The Altai Spaceship Graveyard
(images via: Accidental Russophile and Slate)
Back back back to the former USSR we go, specifically the relatively unpopulated Altai region of Kazakhstan downwind of the Baikonur cosmodrome, where the former Soviet Union and now Russia launch rockets into space. For decades, spent stages and entire failed spacecraft have been raining down upon the Altai region. Most of the wrecks are scavenged by natives of the region who see the metal fallen from the sky as a free and useful unnatural resource.
(image via: Slate)
Among the crashed and abandoned spacecraft and parts scattered across the windswept plains are several Soyuz spacecraft from aborted launches. Locals compete to be the first to salvage/scavenge the metal, often arriving while the components are still burning. This is extremely dangerous for a number of reasons, the main one being the toxic and carcinogenic nature of rocket fuel residues.
Planet of the Apes ANSA Capsule
(images via: Fogs’ Movie Reviews and GoingFaster/background)
The first entry in the enormously successful Planet of the Apes film franchise was shot on location in 1967 at Malibu State Park in California, which makes the ruined Statue of Liberty Taylor (Charlton Heston) stumbles across at the film’s end seem even more out of place. The park was also home to the famous “Fox Ranch” where 20th Century Fox stored used (and often reused) movie props including the dart-like ANSA spacecraft “Icarus” that brought the human astro-, er, Ansanauts to the apes’ world.
(images via: GoingFaster/Icarus FAQ)
The prop spaceship appeared to sink into the sea in the first film but was dried off, modified, and splashed down once more (on land, ouch!) for the second film in the franchise, Beneath the Planet of the Apes, in 1970. In between, the prop spaceship made an appearance in another 20th Century Fox film, The Illustrated Man.
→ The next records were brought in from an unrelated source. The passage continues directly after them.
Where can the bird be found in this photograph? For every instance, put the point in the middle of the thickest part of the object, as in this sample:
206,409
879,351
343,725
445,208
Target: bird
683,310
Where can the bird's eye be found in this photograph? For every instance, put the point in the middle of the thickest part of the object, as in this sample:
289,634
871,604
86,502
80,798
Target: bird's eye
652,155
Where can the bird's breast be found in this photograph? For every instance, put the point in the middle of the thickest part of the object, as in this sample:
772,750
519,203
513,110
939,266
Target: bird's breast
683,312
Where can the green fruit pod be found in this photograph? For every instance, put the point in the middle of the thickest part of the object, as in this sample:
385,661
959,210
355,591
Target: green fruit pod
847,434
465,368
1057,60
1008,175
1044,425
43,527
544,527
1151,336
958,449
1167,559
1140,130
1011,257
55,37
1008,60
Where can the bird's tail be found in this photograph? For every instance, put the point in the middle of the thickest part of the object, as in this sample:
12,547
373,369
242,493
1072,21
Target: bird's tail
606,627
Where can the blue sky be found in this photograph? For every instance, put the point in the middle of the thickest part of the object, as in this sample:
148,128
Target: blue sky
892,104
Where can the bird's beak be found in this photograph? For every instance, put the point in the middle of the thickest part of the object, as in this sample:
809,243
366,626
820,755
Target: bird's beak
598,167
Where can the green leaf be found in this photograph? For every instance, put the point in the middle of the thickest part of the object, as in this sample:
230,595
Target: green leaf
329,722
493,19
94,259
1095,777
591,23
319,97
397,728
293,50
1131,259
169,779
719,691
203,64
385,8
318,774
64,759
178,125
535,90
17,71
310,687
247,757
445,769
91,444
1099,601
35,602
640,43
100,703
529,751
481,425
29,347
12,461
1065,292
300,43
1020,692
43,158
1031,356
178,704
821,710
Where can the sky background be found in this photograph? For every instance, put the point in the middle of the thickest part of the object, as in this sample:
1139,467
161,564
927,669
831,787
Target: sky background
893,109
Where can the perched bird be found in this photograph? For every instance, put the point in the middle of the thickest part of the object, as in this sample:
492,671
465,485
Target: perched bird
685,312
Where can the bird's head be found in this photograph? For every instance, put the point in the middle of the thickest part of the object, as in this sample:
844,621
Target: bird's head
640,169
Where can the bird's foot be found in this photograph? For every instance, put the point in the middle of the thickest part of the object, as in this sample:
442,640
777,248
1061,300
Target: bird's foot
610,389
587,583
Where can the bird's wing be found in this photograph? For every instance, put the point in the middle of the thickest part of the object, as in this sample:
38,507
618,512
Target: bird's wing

By 1975, the much-worse-for-wear prop was retired permanently to the Fox Ranch and was presumably scrapped for its metal value when Fox returned the property to the State of California.
Planet of the Apes’ CALIMA/OBERON
(images via: Jimmy Tyler and Earl Babble)
Thirty-three years after the original hit the nation’s theaters, director Tim Burton’s reboot of Planet of the Apes was released. While Mark Wahlberg is no Charlton Heston by any means, the crashed space station Oberon (or “Calima”, as the apes refer to it) is indeed impressive as it’s not a CGI creation but a realistically-sized prop.
(images via: Tombs of Kobol and Wallys Weird Voices)
Oberon/Calima was built at one of the film’s locations amid the weird landscape of the Trona Pinnacles, not far from the equally odd Fish Rocks in eastern California. While suitably imposing on film, the futuristic decrepit downed space station looks less so in pre-production surrounded by porta-potties and a pickup truck. Hey, when an ape’s gotta go, an ape’s gotta go!